EMPLOYER TAKES THE WORKER AS IT FINDS HIM


The law of workplace injury has long been based on the idea that workers are human beings with medical conditions, known and unknown. So when a worker suffers an injury on the job the employer pays for the medical bills, time lost and permanent disability the worker has after the injury, as long as the work injury was a “material cause’ of the disability and need for medical services.

In 1990 and 1995, the employers got the Oregon Legislature to pass laws that provided for “combined conditions.” The idea was that the employer could agree to accept responsibility for a condition that included both a preexisting condition, like arthritis, and the effects of a work injury – a “combined condition” – then deny responsibility when the work injury was no longer the “major cause” of the combined condition. When this happened, the employer would have to pay permanent disability compensation only for the part of the worker’s disability that was caused by the work injury.
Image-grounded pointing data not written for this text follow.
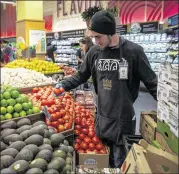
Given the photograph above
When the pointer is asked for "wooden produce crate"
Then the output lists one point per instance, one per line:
(33, 118)
(148, 126)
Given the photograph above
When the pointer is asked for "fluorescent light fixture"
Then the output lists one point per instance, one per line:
(8, 2)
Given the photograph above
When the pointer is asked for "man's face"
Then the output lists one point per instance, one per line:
(100, 39)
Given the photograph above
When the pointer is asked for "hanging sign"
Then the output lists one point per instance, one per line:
(38, 38)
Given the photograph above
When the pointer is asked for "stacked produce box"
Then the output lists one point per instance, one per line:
(167, 123)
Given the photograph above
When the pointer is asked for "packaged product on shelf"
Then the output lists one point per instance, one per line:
(144, 158)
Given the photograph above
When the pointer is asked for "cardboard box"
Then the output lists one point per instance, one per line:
(144, 158)
(148, 126)
(166, 137)
(92, 160)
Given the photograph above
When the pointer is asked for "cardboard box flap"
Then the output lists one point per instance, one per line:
(159, 152)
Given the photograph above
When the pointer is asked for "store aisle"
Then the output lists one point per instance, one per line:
(144, 102)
Employers began arguing that they could use this principle to “apportion” disability payments between preexisting conditions and conditions caused directly by the work injury, without accepting responsibility for a combined condition. But the Oregon Supreme Court decided, on August 8, 2019, that the traditional rule – the employer takes the worker as it finds him – applies if the employer does not explicitly accept a “combined condition.” Disability apportionment is not available, and the employer must pay full disability compensation unless it follows the rules for combined conditions.

TCNF partner Jim Coon wrote the “friend of the court” brief with attorney Ted Heus, on behalf of the Oregon Trial Lawyers’ Association.